Aplicações de insulina com seringas: para a aplicação com as seringas é necessário carregar um vidro e a seringa. As agulhas de seringa são maiores (em largura) do que as de caneta, mas já são muito menores do que eram no início dos tratamentos insulínicos. A seringa ainda é preferida por medo de imprecisões na caneta, pelo menor preço dos vidros de 10 ml que só podem ser utilizados com seringa e por costume. Além disso, na maioria dos municípios brasileiros a seringa é fornecida gratuitamente aos diabéticos, já as agulhas para caneta são distribuídas em poucas cidades. 

Aplicações de insulina com canetas: a caneta de insulina foi desenvolvida para dar mais conforto e portabilidade para as aplicações de insulina, que antes eram feitas por seringas.  Além disso, ela é mais discreta para aqueles que não gostam de expor a doença. Os vidros de caneta no Brasil são de 3 ml, geralmente custam mais caro que os vidros de 10 ml para seringa, e cada laboratório possui um tipo de caneta e vidro próprios, dificultando o uso da caneta de um com a insulina de outro.
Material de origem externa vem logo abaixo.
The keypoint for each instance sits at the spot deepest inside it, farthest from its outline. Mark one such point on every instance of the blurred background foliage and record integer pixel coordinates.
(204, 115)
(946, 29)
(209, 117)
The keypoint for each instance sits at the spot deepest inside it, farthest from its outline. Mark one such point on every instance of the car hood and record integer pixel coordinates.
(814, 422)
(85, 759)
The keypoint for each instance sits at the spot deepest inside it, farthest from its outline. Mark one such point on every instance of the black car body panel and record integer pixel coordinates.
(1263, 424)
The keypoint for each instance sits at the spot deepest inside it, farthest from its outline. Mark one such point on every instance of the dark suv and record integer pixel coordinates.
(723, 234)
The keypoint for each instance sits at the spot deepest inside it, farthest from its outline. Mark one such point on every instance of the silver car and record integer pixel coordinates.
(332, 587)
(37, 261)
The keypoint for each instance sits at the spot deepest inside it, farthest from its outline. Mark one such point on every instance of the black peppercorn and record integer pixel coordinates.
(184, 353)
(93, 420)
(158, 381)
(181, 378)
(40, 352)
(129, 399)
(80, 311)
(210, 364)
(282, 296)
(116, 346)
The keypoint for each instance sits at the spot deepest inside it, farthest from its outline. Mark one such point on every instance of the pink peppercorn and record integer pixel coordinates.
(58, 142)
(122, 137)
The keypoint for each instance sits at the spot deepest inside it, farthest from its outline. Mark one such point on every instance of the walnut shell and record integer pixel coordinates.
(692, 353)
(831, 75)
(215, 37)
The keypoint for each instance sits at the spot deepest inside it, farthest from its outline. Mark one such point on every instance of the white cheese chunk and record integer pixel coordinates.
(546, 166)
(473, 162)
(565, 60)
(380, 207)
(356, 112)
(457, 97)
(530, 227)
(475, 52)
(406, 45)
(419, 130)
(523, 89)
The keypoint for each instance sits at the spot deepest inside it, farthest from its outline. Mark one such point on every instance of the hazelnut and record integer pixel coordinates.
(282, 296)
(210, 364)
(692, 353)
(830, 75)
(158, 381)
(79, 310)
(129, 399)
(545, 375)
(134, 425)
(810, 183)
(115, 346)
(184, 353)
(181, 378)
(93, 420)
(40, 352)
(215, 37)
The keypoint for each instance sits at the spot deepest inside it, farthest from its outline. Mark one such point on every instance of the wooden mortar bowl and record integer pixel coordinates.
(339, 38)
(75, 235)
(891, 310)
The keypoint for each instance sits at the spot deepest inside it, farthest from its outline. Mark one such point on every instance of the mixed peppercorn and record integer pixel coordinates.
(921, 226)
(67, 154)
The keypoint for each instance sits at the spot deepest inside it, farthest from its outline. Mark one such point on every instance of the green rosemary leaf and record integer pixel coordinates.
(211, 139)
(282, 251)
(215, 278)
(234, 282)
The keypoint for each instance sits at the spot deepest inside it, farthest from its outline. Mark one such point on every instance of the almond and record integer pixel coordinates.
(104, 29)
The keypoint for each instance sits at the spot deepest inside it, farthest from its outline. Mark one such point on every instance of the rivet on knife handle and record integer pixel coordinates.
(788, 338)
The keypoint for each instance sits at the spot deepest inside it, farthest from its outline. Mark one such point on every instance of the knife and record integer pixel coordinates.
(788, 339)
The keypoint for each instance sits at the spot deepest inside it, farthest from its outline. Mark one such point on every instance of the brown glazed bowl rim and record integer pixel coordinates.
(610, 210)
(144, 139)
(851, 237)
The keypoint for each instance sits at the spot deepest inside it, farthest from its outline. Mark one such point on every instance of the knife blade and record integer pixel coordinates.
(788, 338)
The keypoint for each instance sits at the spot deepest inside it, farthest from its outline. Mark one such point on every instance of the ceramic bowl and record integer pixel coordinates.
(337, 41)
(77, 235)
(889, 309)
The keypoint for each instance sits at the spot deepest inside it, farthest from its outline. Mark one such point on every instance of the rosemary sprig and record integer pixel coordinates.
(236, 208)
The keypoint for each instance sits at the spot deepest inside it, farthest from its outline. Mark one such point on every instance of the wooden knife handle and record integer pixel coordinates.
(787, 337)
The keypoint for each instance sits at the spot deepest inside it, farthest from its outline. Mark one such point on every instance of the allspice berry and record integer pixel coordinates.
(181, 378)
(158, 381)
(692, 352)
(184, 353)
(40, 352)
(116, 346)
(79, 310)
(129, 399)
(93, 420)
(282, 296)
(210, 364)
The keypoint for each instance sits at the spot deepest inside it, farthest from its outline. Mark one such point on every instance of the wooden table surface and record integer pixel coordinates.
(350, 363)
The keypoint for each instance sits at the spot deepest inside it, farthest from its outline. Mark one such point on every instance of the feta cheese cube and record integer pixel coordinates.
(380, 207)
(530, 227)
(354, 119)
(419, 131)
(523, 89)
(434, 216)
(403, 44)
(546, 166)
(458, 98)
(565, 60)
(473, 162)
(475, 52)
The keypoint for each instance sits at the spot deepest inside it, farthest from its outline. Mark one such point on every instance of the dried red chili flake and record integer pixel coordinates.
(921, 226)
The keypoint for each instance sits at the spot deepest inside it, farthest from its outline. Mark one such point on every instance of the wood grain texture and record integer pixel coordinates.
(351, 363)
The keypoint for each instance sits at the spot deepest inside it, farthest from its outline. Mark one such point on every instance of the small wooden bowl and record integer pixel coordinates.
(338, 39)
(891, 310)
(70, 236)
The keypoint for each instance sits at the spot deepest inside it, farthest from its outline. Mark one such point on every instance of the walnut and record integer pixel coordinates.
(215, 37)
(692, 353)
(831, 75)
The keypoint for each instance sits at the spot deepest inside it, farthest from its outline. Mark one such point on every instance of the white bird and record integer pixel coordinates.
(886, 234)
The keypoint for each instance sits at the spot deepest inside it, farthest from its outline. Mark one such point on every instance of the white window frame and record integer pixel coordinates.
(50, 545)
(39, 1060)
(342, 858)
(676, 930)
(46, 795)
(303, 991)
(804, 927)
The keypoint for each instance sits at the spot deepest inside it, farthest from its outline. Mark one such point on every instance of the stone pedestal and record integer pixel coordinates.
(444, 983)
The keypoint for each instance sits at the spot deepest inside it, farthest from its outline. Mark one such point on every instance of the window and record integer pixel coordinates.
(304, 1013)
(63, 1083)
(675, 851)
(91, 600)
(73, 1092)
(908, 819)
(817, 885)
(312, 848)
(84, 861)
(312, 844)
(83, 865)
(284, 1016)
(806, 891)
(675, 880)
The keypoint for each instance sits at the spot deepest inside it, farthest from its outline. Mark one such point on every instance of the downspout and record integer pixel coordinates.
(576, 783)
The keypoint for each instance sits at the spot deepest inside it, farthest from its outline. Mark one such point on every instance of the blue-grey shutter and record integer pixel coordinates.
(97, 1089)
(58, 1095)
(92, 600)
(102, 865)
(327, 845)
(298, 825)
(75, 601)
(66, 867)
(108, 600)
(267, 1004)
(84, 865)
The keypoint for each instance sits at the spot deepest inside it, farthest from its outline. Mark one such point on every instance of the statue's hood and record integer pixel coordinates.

O vidro é inserido na caneta e fica dentro dela até acabar. As agulhas de aplicação, que devem ser trocadas a cada aplicação, têm menor espessura do que as agulhas das seringas, e alguns modelos são também mais curtos. O comprimento da agulha deve ser escolhido pela espessura da camada de gordura, os mais gordos utilizam agulhas mais longas. A dosagem na caneta é feita por meio de um dosador, geralmente uma peça que gira mostrando as unidades de uma em uma. Alguns modelos medem as doses de meia em meia unidade (útil para crianças ou pessoas muito sensíveis à insulina) ou de duas em duas unidades.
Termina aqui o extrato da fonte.